3.3. Graft Function at 1 Month after Tx
All 22 patients who achieved graft survival at 1 month after transplantation (Tx, in the Results section) achieved insulin withdrawal. The results of the glucagon stimulation test at 1 month after Tx are shown in Figure 5a,b. Pre-load CPR was not significantly different between the reconstructed and non-reconstructed groups (1.79 (1.39–2.10) vs. 2.61 (2.00–3.10), p = 0.21), and sufficient basal secretion was observed in both the groups. Delta-CPR was 2.21 (1.68–3.89) and 2.65 (2.10–3.27) in the non-reconstructed and reconstructed groups, respectively. There was no significant difference in delta-CPR (p = 0.97).
The OGTT at 1 month after Tx showed almost similar blood glucose (BS) transition (Figure 6a). The AUC of the BS level of the non-reconstructed group was comparable with that of the reconstructed group (the non-reconstructed group vs. the reconstructed group; 385.4 (321.6–424.6) vs. 365.4 (351.4–426.3), p = 0.82). The insulin peak of the non-reconstructed group was 60 min after loading, which was late compared with that of the reconstructed group (Figure 6b). No significant difference was observed in the AUC of insulin level (120.1 (80.9–139.8) vs. 106.8 (65.7–131.4), p = 0.67). In terms of insulin level, 5/8 cases (62.5%) in the non-reconstructed group and 6/9 cases (66.7%) in the reconstructed group showed a normal pattern. One patient in the non-reconstructed group (12.5%) and two in the reconstructed group (22.2%) showed a diabetic pattern.
3.4. Graft Function at 1 Year after Tx
Hemoglobin A1c levels at 1 year after Tx were 5.5% (5.1–5.6) in the non-reconstructed group and 5.3 (5.1–5.4)% in the reconstructed group, and there was no significant difference (p = 0.59).
Seventeen patients underwent a glucagon stimulation test 1 year after Tx. The pre-load CPR of the non-reconstructed and reconstructed groups were 1.72 (1.31–2.23) and 1.56 (1.37–2.67), respectively, and no significant difference was observed (p = 0.85, Figure 5c). There was no significant difference between the two groups in delta-CPR (the non-reconstructed group vs. the reconstructed group; 3.38 (2.47–3.82) vs. 3.30 (2.70–3.89), p = 0.82, Figure 5d). Compared with 1 month after Tx, responsiveness to the test did not change significantly and was sufficient in both groups.
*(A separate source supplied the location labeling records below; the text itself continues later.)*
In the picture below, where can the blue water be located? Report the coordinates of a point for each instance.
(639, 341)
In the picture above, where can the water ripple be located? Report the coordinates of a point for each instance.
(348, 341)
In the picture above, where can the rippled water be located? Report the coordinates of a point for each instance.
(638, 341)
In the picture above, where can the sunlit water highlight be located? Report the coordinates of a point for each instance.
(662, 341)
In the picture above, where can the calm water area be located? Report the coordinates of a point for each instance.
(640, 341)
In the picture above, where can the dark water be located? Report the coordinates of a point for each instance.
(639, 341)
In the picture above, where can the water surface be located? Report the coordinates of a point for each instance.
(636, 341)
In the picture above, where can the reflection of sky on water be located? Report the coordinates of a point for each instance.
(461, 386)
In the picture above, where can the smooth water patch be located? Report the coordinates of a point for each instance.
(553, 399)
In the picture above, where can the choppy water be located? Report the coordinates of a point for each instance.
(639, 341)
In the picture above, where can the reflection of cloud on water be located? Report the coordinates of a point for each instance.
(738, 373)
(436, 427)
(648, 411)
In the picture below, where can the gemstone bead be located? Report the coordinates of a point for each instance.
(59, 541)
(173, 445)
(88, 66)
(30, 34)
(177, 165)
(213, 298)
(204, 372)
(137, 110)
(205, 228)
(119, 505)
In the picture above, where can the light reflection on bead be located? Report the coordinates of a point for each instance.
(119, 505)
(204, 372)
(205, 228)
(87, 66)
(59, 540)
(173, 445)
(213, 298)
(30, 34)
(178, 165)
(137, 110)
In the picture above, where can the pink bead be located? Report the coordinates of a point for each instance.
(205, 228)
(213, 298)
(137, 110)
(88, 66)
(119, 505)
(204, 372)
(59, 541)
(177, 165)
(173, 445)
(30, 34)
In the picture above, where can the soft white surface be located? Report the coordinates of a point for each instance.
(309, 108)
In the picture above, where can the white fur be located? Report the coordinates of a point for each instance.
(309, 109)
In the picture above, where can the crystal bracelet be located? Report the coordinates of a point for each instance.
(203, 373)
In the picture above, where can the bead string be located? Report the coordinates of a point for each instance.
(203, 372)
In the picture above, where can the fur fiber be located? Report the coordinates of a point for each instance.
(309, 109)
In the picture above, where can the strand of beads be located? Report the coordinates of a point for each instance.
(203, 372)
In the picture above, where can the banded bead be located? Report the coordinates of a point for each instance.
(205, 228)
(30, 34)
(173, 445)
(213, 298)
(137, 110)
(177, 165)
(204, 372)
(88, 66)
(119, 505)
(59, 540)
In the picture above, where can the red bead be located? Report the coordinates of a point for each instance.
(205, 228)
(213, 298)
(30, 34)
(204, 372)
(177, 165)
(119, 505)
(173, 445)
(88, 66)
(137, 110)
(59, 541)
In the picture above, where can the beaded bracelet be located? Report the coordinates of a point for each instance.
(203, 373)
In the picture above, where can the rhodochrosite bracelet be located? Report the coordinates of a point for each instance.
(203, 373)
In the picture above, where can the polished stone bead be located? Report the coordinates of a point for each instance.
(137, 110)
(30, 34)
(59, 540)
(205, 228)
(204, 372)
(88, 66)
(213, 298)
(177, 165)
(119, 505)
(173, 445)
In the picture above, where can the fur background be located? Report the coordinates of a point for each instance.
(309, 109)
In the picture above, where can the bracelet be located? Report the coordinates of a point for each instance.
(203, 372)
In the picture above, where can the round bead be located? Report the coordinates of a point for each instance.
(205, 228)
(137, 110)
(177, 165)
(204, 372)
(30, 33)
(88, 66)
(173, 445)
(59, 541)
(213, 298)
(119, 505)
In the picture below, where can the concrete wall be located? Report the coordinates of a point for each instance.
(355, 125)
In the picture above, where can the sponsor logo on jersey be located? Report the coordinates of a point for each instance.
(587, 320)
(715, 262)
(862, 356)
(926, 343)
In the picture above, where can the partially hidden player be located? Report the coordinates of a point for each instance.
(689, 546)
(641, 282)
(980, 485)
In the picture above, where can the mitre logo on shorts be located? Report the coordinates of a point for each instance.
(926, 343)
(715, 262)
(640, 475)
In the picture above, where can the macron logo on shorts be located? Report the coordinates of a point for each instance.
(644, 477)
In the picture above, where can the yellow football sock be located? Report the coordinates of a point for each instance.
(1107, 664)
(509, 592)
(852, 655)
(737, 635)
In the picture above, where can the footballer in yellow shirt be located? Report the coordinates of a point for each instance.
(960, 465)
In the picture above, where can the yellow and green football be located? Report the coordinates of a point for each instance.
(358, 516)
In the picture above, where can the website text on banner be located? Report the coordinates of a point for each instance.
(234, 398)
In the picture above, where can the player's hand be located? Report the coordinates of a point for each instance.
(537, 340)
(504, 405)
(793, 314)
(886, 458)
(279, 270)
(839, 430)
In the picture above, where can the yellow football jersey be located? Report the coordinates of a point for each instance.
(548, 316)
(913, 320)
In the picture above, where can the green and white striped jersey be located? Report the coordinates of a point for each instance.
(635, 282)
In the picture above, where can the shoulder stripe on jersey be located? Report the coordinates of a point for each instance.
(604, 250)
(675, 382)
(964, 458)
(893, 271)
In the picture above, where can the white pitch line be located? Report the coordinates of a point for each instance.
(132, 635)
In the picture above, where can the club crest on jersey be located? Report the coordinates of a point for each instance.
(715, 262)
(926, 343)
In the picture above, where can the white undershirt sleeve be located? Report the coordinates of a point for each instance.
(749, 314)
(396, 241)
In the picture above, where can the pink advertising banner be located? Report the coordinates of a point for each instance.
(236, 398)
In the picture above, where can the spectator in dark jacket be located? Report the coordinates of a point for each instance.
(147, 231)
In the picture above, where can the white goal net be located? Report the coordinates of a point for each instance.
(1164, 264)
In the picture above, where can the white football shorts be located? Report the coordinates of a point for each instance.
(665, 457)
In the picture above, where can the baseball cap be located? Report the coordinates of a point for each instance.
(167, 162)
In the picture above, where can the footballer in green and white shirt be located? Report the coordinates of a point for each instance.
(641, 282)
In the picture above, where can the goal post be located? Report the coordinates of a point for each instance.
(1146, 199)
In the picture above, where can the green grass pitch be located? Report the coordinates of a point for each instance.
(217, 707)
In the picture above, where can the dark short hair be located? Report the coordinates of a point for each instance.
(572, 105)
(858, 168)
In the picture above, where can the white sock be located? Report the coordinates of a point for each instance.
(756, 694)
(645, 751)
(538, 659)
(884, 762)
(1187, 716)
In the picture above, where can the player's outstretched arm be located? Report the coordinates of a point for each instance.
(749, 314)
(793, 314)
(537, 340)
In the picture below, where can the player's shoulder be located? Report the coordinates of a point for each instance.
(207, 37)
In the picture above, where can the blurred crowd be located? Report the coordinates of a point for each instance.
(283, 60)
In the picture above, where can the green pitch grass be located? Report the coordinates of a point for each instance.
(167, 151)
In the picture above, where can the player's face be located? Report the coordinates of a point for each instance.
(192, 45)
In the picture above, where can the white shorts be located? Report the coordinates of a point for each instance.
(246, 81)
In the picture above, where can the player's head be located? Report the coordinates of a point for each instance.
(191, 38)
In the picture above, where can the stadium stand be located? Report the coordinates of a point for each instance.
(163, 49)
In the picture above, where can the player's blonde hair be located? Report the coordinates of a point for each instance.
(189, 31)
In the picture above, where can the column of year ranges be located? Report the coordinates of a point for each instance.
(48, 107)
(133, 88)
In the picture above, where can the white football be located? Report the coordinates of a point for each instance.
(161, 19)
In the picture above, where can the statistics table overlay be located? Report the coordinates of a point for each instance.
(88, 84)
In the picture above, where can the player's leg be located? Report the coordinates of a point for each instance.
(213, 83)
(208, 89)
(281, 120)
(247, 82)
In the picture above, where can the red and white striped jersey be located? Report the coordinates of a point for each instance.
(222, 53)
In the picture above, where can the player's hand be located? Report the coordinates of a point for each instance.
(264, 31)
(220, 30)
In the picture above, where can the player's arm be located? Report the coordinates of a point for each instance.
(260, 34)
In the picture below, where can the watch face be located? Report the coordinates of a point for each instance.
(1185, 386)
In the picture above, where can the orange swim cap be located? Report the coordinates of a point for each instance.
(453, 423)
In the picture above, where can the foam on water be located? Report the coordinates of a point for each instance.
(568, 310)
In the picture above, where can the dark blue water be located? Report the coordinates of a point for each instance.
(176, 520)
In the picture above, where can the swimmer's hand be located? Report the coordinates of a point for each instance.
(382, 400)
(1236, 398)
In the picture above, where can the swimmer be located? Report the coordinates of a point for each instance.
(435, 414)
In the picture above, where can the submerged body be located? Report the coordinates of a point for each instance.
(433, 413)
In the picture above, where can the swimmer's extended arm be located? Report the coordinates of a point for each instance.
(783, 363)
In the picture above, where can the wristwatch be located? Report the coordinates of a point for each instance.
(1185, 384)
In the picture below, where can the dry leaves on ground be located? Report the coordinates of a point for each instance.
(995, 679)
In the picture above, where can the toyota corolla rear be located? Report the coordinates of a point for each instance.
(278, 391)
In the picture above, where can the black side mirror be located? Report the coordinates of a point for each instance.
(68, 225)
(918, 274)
The OGTT was performed in 18 patients. The changes in BS and insulin levels in both groups were comparable (Figure 6c,d). Normal results were observed in 8/10 cases in the non-reconstructed group and in 5/8 cases in the reconstructed group. However, 2/10 cases in the non-reconstructed group and 3/8 cases in the reconstructed group represented the impaired glucose tolerance, and there were no cases of diabetes mellitus. Furthermore, there was no difference in the frequency of phenotypes between the two groups (p = 0.61).
3.5. Tissue Perfusion
CEUS was performed in all 25 patients, and one patient was diagnosed with graft venous thrombosis and immediately underwent graft pancreatectomy. Delta-Tp(P-V) was measured in 24 patients. The difference between cases was large; the Delta-Tp(P-V) ranged from 1.83 s to 11.01 s. The Delta-Tp(P-V) of the non-reconstructed group was 4.68 s (3.49–7.09) and 4.16 s (3.33–7.05) in the reconstructed group, with no significant difference between the two groups (p = 1.0).
4. Discussion
CHA reconstruction has been performed in Japan for a long time. This study was the first to scientifically analyze the effects of CHA reconstruction and to evaluate tissue perfusion after pancreas transplantation. Our study confirmed that CHA reconstruction does not improve graft survival or reduce complications. This finding will have a significant impact on the surgical technique used for pancreas transplantation. There are many variations in the vascularization of the pancreas [10], and a part of the blood vessels is often excised during organ collection; therefore, revascularization of the graft is an important procedure [14]. Apart from CHA reconstruction, various procedures maintain good blood flow in pancreatic grafts [15,16]. To perform these procedures, outstanding skills for anastomosing small blood vessels are required. Furthermore, increasing the number of vascular anastomosis sites increases the risk of complications, such as bleeding. It also prolongs back table surgery time. Despite these disadvantages, CHA reconstruction is recommended to increase blood flow to the pancreatic head. However, the results of this study suggest that blood flow from the SMA is sufficient to maintain the graft pancreatic head.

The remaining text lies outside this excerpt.